29.10.06

Naufrágios e resgates

Veja, um domingo chuvoso e arrisco ligar a televisão para me deparar com O Náufrago, uma overdose de Tom Hanks, mas, como acontece com qualquer náufrago, não existe opção. O tema me atrai de tal forma que consigo abstrair o ator e a dublagem ruim. A abordagem de Robert Zemeckis consegue tratar do assundo melhor que Randal Kleiser no açucarado A Lagoa Azul. O detalhe da imitação de deus na criação do amigo imaginário apartir de uma bola de barquete e sangue é mais eficiente que o racismo em Robinson Crusoé ( mas o casal de A Lagoa azul resolve ficar), que busca sempre coisificar Sexta-feira, assim como Calibã por Próspero, mas nesse último caso a relação é entre alienígena e indígena. Em Robinsson Crusoé ambos são náufragos.
Gosto do mar, esse íntimo desconhecido e sinto muitas vezes que ele nos fala de nossa solidão, nos parece dizer o tempo todo, como de alguma forma fez Gil uma vez , ninguém nos acompanha no nosso caminho inevitável para a morte. Nossa auto-consciência nos torna solitários.
Ninguém é mais que uma ilha. E isso pode ser observado sempre em qualquer obra sobre naufrágio onde, durante o resgate, o náufrago sempre lança um último olhar para o lugar que foi aparentemente uma prisão, onde não havia a opção da liberdade mas constituiu nele uma idéia clara de seu significado.
Passei uma vez por experiência parecida. Um isolamento forçado no meio da mata amazônica. Obviamente a água é um isolador irremediável, em ambos os casos contamos com um resgate mas no mato estamos mais incentivados a buscar uma saída com nossos próprios recursos, o continente nos possibolita lançarmo-nos ao mundo. O continente nos propõe pertencimento. A ilha é um sistema frágil. Nas mitologias de ilhéus há sempre a promessa de um dia retornar ao continente, à terra sem males, ao Paraíso Perdido, etc. Como continetais nos entendemos inconclusos e buscamos a vida que nos compõe continuamente. Estar ilhado nos isenta do pertencimento, sem o outro pra nos dizer o que somos, o que somos? E acredito ser isso algo importante de ser experimentado.

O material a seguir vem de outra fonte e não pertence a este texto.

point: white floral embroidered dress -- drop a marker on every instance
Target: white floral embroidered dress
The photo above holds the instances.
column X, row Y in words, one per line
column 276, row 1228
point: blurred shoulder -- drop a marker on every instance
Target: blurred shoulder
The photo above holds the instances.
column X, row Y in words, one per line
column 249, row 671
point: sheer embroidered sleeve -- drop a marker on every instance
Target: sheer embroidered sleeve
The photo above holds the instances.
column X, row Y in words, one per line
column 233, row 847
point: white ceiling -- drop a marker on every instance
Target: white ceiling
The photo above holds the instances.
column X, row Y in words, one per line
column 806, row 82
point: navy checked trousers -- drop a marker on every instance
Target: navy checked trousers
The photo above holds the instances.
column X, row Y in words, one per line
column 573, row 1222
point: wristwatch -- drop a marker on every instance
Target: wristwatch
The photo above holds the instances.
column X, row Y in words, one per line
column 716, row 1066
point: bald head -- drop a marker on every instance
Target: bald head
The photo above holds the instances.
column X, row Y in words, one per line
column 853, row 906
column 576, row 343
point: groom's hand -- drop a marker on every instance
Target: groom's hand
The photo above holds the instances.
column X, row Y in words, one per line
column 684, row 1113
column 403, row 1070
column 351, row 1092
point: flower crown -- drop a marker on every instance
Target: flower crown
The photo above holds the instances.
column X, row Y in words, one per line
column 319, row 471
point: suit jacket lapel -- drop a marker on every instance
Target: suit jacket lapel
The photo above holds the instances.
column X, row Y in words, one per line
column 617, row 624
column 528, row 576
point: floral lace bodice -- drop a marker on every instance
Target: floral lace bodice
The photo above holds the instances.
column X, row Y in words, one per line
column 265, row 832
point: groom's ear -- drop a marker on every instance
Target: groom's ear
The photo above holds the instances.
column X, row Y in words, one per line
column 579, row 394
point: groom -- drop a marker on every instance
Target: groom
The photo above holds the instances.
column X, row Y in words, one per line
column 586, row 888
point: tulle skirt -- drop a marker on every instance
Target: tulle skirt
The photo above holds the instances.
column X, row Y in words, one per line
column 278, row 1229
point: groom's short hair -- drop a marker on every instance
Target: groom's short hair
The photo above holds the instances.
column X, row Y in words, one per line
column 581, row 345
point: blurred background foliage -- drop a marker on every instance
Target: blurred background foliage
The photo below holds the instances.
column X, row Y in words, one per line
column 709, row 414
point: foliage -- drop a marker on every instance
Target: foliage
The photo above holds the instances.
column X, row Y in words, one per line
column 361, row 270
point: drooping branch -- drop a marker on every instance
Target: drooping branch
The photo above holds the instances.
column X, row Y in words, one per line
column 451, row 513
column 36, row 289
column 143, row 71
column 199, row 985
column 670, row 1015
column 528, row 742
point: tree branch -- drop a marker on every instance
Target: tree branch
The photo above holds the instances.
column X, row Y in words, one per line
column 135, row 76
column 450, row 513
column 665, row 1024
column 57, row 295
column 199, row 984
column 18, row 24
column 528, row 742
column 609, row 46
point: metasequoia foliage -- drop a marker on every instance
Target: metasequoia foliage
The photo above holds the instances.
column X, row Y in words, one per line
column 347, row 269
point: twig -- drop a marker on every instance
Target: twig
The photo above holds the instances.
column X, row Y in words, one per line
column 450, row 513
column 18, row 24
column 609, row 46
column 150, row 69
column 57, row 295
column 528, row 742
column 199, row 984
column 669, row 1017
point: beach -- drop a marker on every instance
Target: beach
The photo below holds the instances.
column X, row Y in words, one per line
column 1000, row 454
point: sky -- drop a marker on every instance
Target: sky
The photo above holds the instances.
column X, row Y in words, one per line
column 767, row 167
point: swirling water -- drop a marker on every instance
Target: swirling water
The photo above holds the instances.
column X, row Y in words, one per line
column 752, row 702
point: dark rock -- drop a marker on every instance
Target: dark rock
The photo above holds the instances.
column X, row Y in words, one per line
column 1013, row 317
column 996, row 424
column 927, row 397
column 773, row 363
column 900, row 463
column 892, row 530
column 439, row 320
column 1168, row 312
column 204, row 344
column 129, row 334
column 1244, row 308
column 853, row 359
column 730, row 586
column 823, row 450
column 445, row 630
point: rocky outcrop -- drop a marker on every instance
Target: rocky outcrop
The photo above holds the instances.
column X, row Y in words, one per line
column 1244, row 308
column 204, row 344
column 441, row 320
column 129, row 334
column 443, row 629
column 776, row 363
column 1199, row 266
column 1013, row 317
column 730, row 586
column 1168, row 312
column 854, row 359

Mesmo retornando ao que nos acostumamos, ao discurso implantado do ser social haverá aquele olhar lançado ao lugar de coisas insuspeitadas.
Me lembro agora da cena de O Piano onde a personagem se lança ao mar ancorada ao seu instrumento de comunicação. As nossas insondáveis verdades abissais sempre nos chamam, como sereias, com um canto muito mais potente que qulquer discurso salvador que o outro propõe. Findo o fime saio para exercer meu direito ao voto obrigatório.

5 comentários:

Anônimo disse...

Filme ótimo... faz pensar muito e no fim nasce um texto desse, que fala de tudo um pouco. Gostei muito. Gosto do Piano, gosto do náufargo de Hanks, muito... e o voto... ei, nem falo disso. Hehe.

Abraços.

Anônimo disse...

UAU!!!!! Essa proesia (rs) tem imagens perfeitas!!! Será que "Ninguém é um ilha" ou somos todos náufragos em terra firme?? lindo... muito bom ler!! Beijo

Anônimo disse...

É um prazer para mim ler um texto como esse. No fundo, uma reflexão sobre a solidão humana. Importante experimentar essa "verdade": somos solitários e, até certo ponto, incomunicáveis. Você lança mão de metáforas como o "mar", com seus convites abissais, e a "ilha", onde o confinamento físico coincide com o isolamento existencial. Suas referências a filmes ressoam leves, conseqüentes, sem afetação.
Como disse, Fábio, apreciei seu escrito. Muito.
Um abraço.
Dora

Márcio disse...

Pensei que só eu adorasse naufrágios e suas histórias! Grande texto, parabéns! E obrigado pelo comentário, apareça sempre!

Passageira disse...

É por isso que digo amar no outro o meu amor. O outro é sempre o nosso espelho, a nossa extensão.
Maravilhoso o texto! Destes da gente ler muitas vezes.